Glenn Beck told his audience on Monday that the arrest of a Maryland father who was asking questions about Common Core is frightening evidence of the country moving further along the path that he says goes from "nudge," to "shove," to "shoot."
For those unfamiliar with the terms, Beck explained that "it's how every Marxist utopian dream begins."
But when that doesn't work, the government starts to "shove," Beck continued. "That's when they use the IRS to shut down opposing voices. They use the NSA to monitor and track American citizens...Then they start using regulation and they start arresting people to scare everybody."
If that also fails to produce the results the government seeks, Beck said, historically, they start to shoot, or send people to re-education or internment camps.
"So where are we in the scale?" Beck asked the audience. "Are we at nudge, shove, or shoot?"
Beck said after he saw the video of what happened in Towson, Maryland, he couldn't sleep for two hours because he believes "it is a very important piece that moves us further towards shoot."
Here's complete video of the event, in case you missed it:
During a public forum on Common Core, Robert Small stood up because he had a question (it should be noted that the flyer for the event encourages, "your chance to get answers to your Common Core questions" but parents were asked to submit their questions on paper).
"He wasn't merely arrested," Beck said. "He was removed with excessive force, and today he faces 10 years in prison...Did he look at all out of control? ...This is the way it used to happen in mother Russia, not America."
Small was charged with second degree assault of a police officer, faced a $2,500 fine, and up to ten years in prison, but it was announced shortly after Beck's program concluded that all charges have been dropped.
But that wasn't all that shocked Beck.
"Where were the teachers as he was being removed? You know, the ones who always teach about how it's wrong to bully people?" he asked. "Did not one person have the decency to stay stop, up there on the board?"
"We have seen in the past few months teachers stand up for a colleague who raped an 8th grade student, but the teachers don't stand up against this?" he added.
As Small was being pushed out of the room, he expressed shock at how the crowd was sitting there like "cattle," urging them to "question these people."
Beck agreed: "Time to get out of the herd, because you're being led to slaughter. Perhaps people were afraid to speak because they were afraid of being dragged off by a police officer...And when nobody is there to stand up for you, it's because you weren't there to stand there for everybody else that was dragged off."
Beck told his viewers to mark the day in their journals, and that it really doesn't matter if Small goes to jail or not, the damage has been done.
"Did people learn their lesson?" he asked. "It's dictatorship 101 -- make someone an example, and the rest will stay in line."

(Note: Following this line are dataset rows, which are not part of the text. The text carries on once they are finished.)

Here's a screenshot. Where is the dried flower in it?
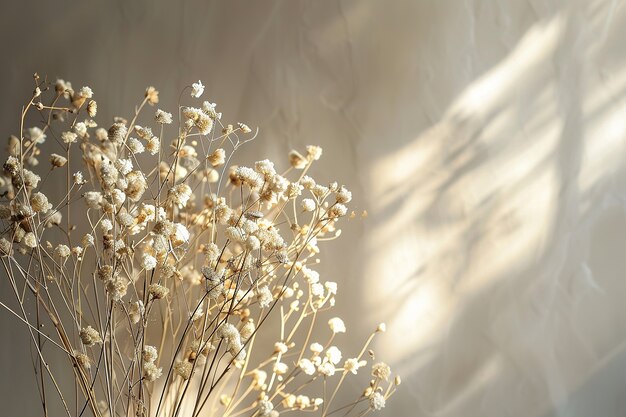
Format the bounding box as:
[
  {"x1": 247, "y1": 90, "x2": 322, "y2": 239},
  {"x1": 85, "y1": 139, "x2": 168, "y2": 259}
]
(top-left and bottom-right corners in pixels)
[
  {"x1": 143, "y1": 362, "x2": 163, "y2": 382},
  {"x1": 328, "y1": 317, "x2": 346, "y2": 333},
  {"x1": 174, "y1": 361, "x2": 193, "y2": 380},
  {"x1": 369, "y1": 391, "x2": 385, "y2": 411},
  {"x1": 142, "y1": 345, "x2": 159, "y2": 362},
  {"x1": 79, "y1": 326, "x2": 102, "y2": 346},
  {"x1": 154, "y1": 109, "x2": 172, "y2": 125},
  {"x1": 50, "y1": 153, "x2": 67, "y2": 168},
  {"x1": 30, "y1": 193, "x2": 52, "y2": 213}
]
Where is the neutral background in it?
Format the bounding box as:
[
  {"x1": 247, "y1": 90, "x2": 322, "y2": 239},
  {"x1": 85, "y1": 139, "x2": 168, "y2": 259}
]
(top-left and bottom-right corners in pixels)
[{"x1": 0, "y1": 0, "x2": 626, "y2": 417}]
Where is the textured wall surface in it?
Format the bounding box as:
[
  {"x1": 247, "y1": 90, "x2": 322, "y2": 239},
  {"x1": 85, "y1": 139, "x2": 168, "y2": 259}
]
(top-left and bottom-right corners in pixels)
[{"x1": 0, "y1": 0, "x2": 626, "y2": 417}]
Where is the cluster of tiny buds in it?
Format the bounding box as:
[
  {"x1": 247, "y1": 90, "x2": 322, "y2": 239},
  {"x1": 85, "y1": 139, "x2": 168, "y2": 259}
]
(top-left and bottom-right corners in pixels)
[{"x1": 0, "y1": 75, "x2": 400, "y2": 417}]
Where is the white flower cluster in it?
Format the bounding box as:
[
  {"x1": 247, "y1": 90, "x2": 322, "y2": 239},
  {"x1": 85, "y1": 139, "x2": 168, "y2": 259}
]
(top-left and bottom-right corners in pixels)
[{"x1": 0, "y1": 77, "x2": 399, "y2": 417}]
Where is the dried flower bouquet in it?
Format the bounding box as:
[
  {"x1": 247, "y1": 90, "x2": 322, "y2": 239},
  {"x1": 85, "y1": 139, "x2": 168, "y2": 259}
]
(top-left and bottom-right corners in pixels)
[{"x1": 0, "y1": 75, "x2": 400, "y2": 417}]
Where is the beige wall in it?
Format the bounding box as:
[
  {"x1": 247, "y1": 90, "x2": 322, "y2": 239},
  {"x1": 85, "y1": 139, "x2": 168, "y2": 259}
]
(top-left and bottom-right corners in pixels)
[{"x1": 0, "y1": 0, "x2": 626, "y2": 417}]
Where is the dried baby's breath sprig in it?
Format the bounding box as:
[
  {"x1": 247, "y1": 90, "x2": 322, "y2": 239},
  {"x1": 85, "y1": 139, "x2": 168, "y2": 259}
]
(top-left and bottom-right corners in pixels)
[{"x1": 0, "y1": 76, "x2": 400, "y2": 417}]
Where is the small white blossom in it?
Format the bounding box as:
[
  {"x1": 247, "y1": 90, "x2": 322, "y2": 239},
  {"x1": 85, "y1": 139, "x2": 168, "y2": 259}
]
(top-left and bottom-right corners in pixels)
[
  {"x1": 300, "y1": 198, "x2": 315, "y2": 211},
  {"x1": 141, "y1": 253, "x2": 157, "y2": 271},
  {"x1": 143, "y1": 362, "x2": 163, "y2": 382},
  {"x1": 328, "y1": 317, "x2": 346, "y2": 333},
  {"x1": 79, "y1": 326, "x2": 102, "y2": 346},
  {"x1": 154, "y1": 109, "x2": 172, "y2": 125},
  {"x1": 298, "y1": 358, "x2": 315, "y2": 375},
  {"x1": 326, "y1": 346, "x2": 341, "y2": 365},
  {"x1": 369, "y1": 391, "x2": 385, "y2": 411},
  {"x1": 191, "y1": 80, "x2": 204, "y2": 98}
]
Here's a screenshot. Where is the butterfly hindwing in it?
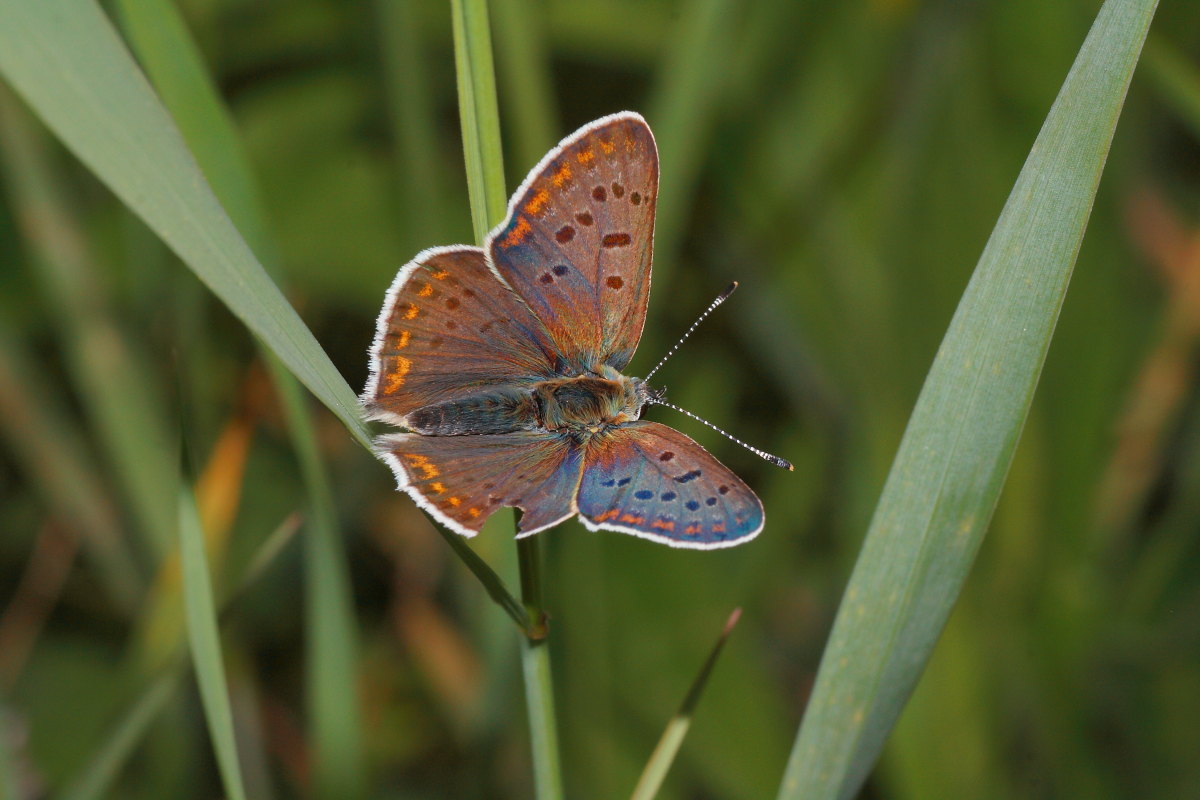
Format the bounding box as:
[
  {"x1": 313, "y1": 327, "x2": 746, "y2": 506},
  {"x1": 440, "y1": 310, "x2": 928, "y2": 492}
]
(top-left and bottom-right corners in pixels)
[
  {"x1": 362, "y1": 246, "x2": 559, "y2": 425},
  {"x1": 376, "y1": 432, "x2": 583, "y2": 536},
  {"x1": 578, "y1": 421, "x2": 763, "y2": 549},
  {"x1": 487, "y1": 112, "x2": 659, "y2": 372}
]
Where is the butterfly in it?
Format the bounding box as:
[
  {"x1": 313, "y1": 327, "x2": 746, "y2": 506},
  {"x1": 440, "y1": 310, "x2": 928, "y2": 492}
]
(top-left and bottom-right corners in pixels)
[{"x1": 361, "y1": 112, "x2": 777, "y2": 549}]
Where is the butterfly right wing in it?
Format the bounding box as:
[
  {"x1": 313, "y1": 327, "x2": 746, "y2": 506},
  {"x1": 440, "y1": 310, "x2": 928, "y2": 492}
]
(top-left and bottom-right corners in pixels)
[
  {"x1": 361, "y1": 245, "x2": 560, "y2": 427},
  {"x1": 376, "y1": 431, "x2": 583, "y2": 537},
  {"x1": 577, "y1": 420, "x2": 763, "y2": 549}
]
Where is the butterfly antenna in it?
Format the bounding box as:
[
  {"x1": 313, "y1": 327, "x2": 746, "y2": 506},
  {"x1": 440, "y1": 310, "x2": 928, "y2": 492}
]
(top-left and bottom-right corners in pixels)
[
  {"x1": 642, "y1": 281, "x2": 738, "y2": 381},
  {"x1": 647, "y1": 398, "x2": 796, "y2": 471}
]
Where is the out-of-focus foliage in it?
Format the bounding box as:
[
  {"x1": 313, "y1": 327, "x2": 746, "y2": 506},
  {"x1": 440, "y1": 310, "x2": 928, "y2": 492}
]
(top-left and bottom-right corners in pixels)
[{"x1": 0, "y1": 0, "x2": 1200, "y2": 799}]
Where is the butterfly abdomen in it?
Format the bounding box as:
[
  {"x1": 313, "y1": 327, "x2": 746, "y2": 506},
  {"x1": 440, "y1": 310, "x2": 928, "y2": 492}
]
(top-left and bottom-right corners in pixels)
[{"x1": 404, "y1": 387, "x2": 538, "y2": 437}]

He said thousands should show up at the area's next Common Core meeting, though he doubts that will happen.
Beck brought in two local activists who were at the event in Maryland where Small was arrested, Ann Miller -- who took the video -- and Cindy Sharretts, who was sitting a few seats behind Small.
The two remarked that nothing was taken out of context -- Small was not making a disturbance before the video began, for instance, and that they think many likely regretted not having stood up.
"Everybody has those moments where you think, in hindsight, I should have done this, I should have said that," Miller said. "I think a lot of us had a learning moment that evening."
They added, however, that they didn't know at the time that the man was being arrested; they just thought he was being escorted out of the room.
"Parents really need to understand how political our school system is," Miller urged. "We think that we're working together, parents and teachers...[but] it's a top-down power structure, and then you throw in money, which is Common Core."
"In Maryland, we received a quarter of a [billion] dollars when we adopted Common Core three years ago," she said. "Now in that time, we've had an information blackout. We didn't even know we adopted it..."
Beck noted that if a private company treated people in such a way, "you'd sell your stock and get out." But you can't when it's the government. More than that, you turn your kids over to them for the majority of the day.
Kyle Olson of the the Education Action Group, who joined later in the program, told Beck: "This moment right now is a call to arms against Common Core, against this thug bureaucracy that we're seeing right now, and it's critical that people stand up and fight back."